F-statistics: F Num. DoF Denom. DoF p
LATE 33.08 3 36 3.799e-10 Half-BW 29.05 3 16 2.078e-06 Double-BW 32.54 3 44 6.129e-11

plot(reg3)

Answer:

LATE estimate results is 9.001 which indicate the local average treatment effect is 9.001 that the expected value of deaths of treatment group who reach 21 drinking age is 9.001 more than control group under 21 years old.

i. Prepackaged linear RDD:

Re-run an RDestimate command, this time adding the options kernel = “rectangular” and bw=2. Output the results. Plot them. Compare to previous output and discuss.

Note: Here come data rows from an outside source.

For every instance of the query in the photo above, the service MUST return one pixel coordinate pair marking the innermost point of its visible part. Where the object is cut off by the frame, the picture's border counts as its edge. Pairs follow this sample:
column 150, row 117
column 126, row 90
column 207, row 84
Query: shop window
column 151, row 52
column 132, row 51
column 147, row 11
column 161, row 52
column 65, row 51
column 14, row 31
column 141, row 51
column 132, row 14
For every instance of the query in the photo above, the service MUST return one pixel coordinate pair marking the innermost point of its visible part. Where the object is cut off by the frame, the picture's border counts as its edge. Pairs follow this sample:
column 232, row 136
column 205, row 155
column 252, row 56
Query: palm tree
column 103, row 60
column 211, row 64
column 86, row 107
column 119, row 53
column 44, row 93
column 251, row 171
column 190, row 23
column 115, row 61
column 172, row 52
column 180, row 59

reg4<-RDestimate(all~agecell,data=hw6,cutpoint=21,kernel = "rectangular",bw=2)
summary(reg4)

Call: RDestimate(formula = all ~ agecell, data = hw6, cutpoint = 21, bw = 2, kernel = “rectangular”)

Type: sharp

Estimates: Bandwidth Observations Estimate Std. Error z value Pr(>|z|) LATE 2 48 7.663 1.273 6.017 1.776e-09 Half-BW 1 24 9.753 1.902 5.128 2.929e-07 Double-BW 4 48 7.663 1.273 6.017 1.776e-09

LATE Half-BW Double-BW *** — Signif. codes: 0 ‘’ 0.001 ’’ 0.01 ’’ 0.05 ‘.’ 0.1 ’ ’ 1

F-statistics: F Num. DoF Denom. DoF p
LATE 29.47 3 44 2.651e-10 Half-BW 16.82 3 20 2.167e-05 Double-BW 29.47 3 44 2.651e-10

plot(reg4)

Answer:

LATE estimate results is 7.663 which indicate the local average treatment effect is 7.663 that the expected value of deaths of treatment group who reach 21 drinking age is 7.663 more than control group under 21 years old. The estimate is lower than the previous estimate that shows a smaller difference between treatment group and control group.